Hey, I recently started over with a fresh EOS install to try out something new. I managed to have my root partition which runs on btrfs encrypted with LUKS, and I’m using Gnome DE and GDM.
I tried to set up plymouth, and what I read about it made me think that it should be able to also display a nicer looking prompt for the decryption passphrase, instead of just having to entering it into a plane console.
What I get is just the normal console-style cryptodisk passphrase prompt, after which the grub menu appears. Hitting enter, I get just a black screen with something like a … on it (photo), and then GDM takes over and I am prompted to enter my user password.
Interestingly, when shutting down, I get for a second or two the desired plymouth theme screen displayed before the screen blackens, so obviously it somehow works.
Maybe I should also mention that I installed the gdm-plymouth package from the aur.
Did anybody experience similar behaviour? Or has an idea what I can try?
Thank you
First, let me thank you now it shows the bootsplash after I entered the LUKS passphrase and passed the grub menu.
Now the question, is it also possible to have a more visually appealing LUKS prompt provided by plymouth as well? And what would I have to do to achieve that? Reading in the Arch wiki, I thought the plymouth-encrypt hook would do exactly that, but maybe that was a misunderstanding from my side?
If your boot partition is encrypted (as part of a full disk encrypted setup), at this early stage in the boot process, there is only grub to unlock the drive to get to the initramfs and kernel.

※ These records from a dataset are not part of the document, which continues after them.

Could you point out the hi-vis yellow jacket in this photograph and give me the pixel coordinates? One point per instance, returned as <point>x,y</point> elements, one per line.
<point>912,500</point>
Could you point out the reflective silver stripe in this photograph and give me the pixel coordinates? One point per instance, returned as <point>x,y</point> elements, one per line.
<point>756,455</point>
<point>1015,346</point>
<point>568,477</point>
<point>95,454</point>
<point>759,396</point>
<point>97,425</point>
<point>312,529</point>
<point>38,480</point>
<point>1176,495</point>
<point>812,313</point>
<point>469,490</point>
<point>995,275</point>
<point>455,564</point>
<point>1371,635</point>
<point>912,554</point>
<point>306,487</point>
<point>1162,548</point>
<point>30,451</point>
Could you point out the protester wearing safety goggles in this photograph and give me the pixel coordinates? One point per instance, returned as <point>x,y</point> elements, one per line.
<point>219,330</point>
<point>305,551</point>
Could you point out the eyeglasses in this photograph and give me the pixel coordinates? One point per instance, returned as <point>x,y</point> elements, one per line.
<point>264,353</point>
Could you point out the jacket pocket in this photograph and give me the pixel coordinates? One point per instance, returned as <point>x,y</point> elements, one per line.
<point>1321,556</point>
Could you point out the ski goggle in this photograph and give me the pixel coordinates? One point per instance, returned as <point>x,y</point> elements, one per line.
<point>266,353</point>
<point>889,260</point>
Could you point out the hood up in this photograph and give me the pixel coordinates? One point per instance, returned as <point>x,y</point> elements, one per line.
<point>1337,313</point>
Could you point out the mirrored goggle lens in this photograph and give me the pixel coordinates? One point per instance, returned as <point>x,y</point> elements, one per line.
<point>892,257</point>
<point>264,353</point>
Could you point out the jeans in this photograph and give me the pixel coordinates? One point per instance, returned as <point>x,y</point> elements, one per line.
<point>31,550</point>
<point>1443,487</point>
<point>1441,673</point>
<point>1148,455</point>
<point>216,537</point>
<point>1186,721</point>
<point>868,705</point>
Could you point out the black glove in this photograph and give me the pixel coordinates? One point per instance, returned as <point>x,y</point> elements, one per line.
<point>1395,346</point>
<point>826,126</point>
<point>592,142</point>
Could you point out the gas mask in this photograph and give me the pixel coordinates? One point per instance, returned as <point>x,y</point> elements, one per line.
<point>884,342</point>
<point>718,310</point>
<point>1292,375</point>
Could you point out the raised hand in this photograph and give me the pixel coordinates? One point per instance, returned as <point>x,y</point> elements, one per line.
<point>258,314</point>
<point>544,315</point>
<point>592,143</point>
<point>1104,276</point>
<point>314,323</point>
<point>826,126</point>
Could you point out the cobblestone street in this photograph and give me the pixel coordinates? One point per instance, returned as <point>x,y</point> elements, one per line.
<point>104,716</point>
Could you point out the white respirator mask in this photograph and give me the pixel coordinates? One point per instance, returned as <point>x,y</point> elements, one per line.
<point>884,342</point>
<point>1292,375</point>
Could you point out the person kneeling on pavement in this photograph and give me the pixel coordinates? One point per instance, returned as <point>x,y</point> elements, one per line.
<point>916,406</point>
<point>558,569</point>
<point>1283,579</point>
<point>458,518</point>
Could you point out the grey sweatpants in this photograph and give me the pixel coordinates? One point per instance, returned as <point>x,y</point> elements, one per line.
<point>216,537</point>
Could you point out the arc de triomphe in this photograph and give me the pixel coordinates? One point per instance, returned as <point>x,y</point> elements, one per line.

So AFAIK, no, there’s no way for plymouth to inject itself before the actual filesystem is unlocked and therefore no way around grub’s textual password prompt.
However, in case of an unencrypted /boot, things may be different.
Ok, so after checking (honestly, I was not even sure if my boot partition is encrypted or not… still learning a lot ) I think that my boot partition is NOT encrypted:
$ lsblk
NAME MAJ:MIN RM SIZE RO TYPE MOUNTPOINT
sda 8:0 0 238,5G 0 disk
├─sda1 8:1 0 512M 0 part /boot/efi
└─sda2 8:2 0 238G 0 part
└─luks-[...] 254:0 0 238G 0 crypt /home
So, in theory, having plymouth start before the decryption of root should be possible, right?
But, reading a bit further on forums, I also found out that plymouth seems to be a source of trouble for many people who seem to know what they are doing, so maybe for a newbie like me, there is no chance to get it running properly.
Anyway, any ideas what I could try or check in order to narrow down what’s the reason plymouth starts so late?